In previous tests, the same automated plane stayed airborne for 91 minutes before the batteries died. This time, with a different set of specialized wings, it kept going and going—for 171 minutes total, nearly three hours aloft without recharge.

The difference: Tucked inside the 6-foot-wide wingspan of the 7-foot-long, red and white unmanned aerial vehicle (UAV) were "structural battery" components.

That innovation, being developed by Prakash over the last three years, turns the wings themselves into an extension of the batteries powering the plane. The technology not only extends flight time and distance, but allows more room in the fuselage for critical payload.

For now, that payload would likely be camera equipment for surveillance, not unlike drones already in service. But the vision is that a fully electric regional jet could someday carry materials for delivery and—once scaled up considerably—even passengers.

"That's the idea, that's what we're aiming for in the long run," said Prakash, who gained media attention in October 2017 when he was awarded a NASA grant to work toward developing more-electric regional aircrafts.
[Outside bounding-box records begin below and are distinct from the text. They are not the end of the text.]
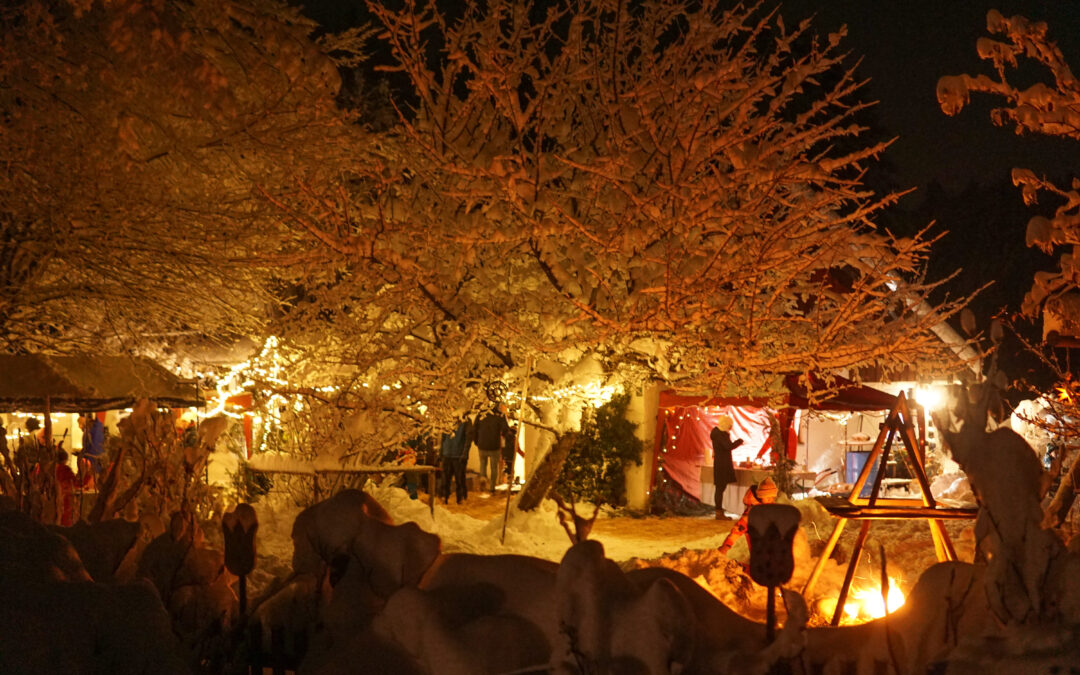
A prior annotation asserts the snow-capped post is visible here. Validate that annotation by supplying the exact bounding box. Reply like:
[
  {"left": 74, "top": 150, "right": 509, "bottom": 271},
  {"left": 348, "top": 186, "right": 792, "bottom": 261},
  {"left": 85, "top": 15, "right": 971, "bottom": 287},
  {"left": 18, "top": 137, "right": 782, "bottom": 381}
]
[
  {"left": 221, "top": 503, "right": 259, "bottom": 616},
  {"left": 746, "top": 504, "right": 800, "bottom": 643}
]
Collaboration supported by federal, state funding

First flight success for drone-sized electric aircraft
The group of researchers who worked on the structural battery project, including local, state and federal government representatives, as well as from Case Western Reserve and private industry. Credit: Mark Haberbusch, PRESIDES, GLEI

His latest work is related to the NASA project conceptually and is funded by the Partnership for Research in Energy Storage and Integration for Defense and Space Exploration (PRESIDES) program. That partnership is sponsored by the Ohio Federal Research Network (OFRN) and managed by the Great Lakes Energy Institute at Case Western Reserve.

The two-year, $450,000 project, officially known as "Hi-Performance Multifunctional Structural Energy Storage," is one of 22 OFRN applied-research projects in the state, all of which emphasize collaboration among research universities, government and private companies.

"This new battery has a real chance to improve the day-to-day operations of our federal partners, and it has clear commercial applications," OFRN Executive Director Dennis Andersh said in a statement. "We are proud to have enabled and supported this type of successful collaborative research."

The Feb. 22 flight test at Springfield-Beckley Municipal Airport was conducted under a Certificate of Waiver or Authorization granted to the U.S. Air Force Research Laboratory in Dayton by the Federal Aviation Administration.

Prakash and Jeff Taylor, founder and chief executive officer of Event38, an Akron-based drone company that specializes in mapping and surveying applications, led the test.  

"The new structural battery system offers benefits that will appeal to our customers," Taylor, a 2009 Case School of Engineering graduate, said in the OFRN news release. "Use of this technology will open new doors to build crafts with more complex and sensitive sensors that small drones usually struggle to carry."